I have seen many question of the same nature, but, I am still confused: some say use Groupby, some propose the use of map or flatmap. Not sure what to try.

Input: A PySpark DF with date, term, brand, text column. Expected output: A list of filtered dfs [df1, df2, ...]

In Python, the code looks like this (df is a big dataframe, has about 10000 records):

filtered_df_list = []

for term in term_list:
  for br in brand_list:
    for dt in date_list:
      tcd_df = df.filter( (df.term == term) & (df.brand == brand) & (df.date == dt) )
      if len(tcd_df.index) > 0:
        filtered_df_list.append(tcd_df)

Also, can I create a dataframe out of term, brand and date lists and do a 'withColumn' to create a new column that will have the filtered dfs? I am not sure. A starter code for parallelizing this will be helpful.

Update: This is what I tried and it looks like worker nodes are trying to do the filtering with the sparkContext that is not allowed.

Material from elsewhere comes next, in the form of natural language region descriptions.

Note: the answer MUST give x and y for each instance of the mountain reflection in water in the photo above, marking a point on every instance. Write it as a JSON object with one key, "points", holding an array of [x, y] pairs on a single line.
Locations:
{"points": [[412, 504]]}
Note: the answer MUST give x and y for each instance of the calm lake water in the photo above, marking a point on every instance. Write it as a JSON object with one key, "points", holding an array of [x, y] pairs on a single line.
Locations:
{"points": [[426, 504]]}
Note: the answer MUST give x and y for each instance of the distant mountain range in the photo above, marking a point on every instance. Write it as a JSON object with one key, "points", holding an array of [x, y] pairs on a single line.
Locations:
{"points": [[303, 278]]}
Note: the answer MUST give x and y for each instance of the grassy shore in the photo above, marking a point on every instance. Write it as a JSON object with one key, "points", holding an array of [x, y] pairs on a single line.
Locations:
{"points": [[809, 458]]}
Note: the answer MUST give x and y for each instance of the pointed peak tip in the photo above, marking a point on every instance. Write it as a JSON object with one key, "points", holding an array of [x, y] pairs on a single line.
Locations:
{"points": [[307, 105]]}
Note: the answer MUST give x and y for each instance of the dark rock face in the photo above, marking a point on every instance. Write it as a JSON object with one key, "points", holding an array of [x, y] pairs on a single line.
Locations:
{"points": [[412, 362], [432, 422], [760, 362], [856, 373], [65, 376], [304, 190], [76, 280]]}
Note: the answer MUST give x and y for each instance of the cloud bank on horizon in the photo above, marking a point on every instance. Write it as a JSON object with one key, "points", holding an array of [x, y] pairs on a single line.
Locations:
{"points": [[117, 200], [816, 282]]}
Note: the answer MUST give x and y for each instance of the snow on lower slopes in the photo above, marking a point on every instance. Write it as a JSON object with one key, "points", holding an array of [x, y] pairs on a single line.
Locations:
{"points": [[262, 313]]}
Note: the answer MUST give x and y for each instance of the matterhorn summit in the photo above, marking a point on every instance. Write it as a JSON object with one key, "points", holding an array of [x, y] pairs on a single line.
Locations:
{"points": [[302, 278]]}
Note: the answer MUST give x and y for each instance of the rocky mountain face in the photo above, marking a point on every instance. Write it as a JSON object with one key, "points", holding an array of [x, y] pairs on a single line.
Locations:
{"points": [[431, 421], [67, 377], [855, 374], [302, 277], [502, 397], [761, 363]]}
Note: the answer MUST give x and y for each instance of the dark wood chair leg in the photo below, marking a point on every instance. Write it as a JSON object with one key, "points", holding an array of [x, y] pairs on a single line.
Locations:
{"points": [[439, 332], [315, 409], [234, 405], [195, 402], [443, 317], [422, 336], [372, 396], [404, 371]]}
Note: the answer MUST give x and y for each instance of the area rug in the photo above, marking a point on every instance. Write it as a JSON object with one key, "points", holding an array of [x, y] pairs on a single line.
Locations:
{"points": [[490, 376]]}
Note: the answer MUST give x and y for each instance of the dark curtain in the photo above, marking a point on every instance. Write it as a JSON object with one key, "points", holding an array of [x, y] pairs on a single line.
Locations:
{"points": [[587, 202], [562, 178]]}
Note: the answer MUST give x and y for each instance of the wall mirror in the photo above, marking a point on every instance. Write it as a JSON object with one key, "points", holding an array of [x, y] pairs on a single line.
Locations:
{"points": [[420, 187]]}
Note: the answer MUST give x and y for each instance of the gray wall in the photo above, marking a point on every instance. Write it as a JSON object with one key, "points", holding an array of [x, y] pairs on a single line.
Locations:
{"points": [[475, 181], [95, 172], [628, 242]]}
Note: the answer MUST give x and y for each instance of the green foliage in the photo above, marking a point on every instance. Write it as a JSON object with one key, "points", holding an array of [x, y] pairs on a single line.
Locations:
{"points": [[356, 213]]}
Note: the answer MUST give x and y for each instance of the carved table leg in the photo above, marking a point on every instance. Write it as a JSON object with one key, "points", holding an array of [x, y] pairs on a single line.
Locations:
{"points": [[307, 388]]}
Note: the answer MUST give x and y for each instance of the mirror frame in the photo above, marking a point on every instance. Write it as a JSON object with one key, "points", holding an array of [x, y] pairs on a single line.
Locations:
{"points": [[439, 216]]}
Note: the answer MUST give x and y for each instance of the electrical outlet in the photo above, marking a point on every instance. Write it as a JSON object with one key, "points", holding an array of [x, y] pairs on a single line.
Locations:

rdd2 = df.rdd.map(lambda row: (
    row["date"], row["brand"], row["term"], row["text"],
    df.filter((df.brand == row["brand"]) & (df.term == row["term"]) & (df.date == row["date"]))
))

print("\n\nAfter loop")
df2 = rdd2.toDF(["date", "brand", "term", "text"])
df2.show()

Error (more or less I expected this): _pickle.PicklingError: Could not serialize object: RuntimeError: It appears that you are attempting to reference SparkContext from a broadcast variable, action, or transformation. SparkContext can only be used on the driver, not in code that it run on workers. For more information, see SPARK-5063.


Solution

  • Here's a suggestion for the concatenation part:

    df.groupby("date", "brand", "term").agg(
        f.concat_ws(":", f.collect_list(df.text))
    )
    

    This will give you a df, with one row per "date", "brand", "term" combination, with all the text concatenated (replace ":" with " " if you don't want a separator).

    If you want to split them into different dfs I recommend writing them down to a partitioned parquet folder, and using the concatenation of "date", "brand", "term" as your partition column.

    Writing will save your data (gives you data for debug) and will allow you to do your text summarization simultaneously.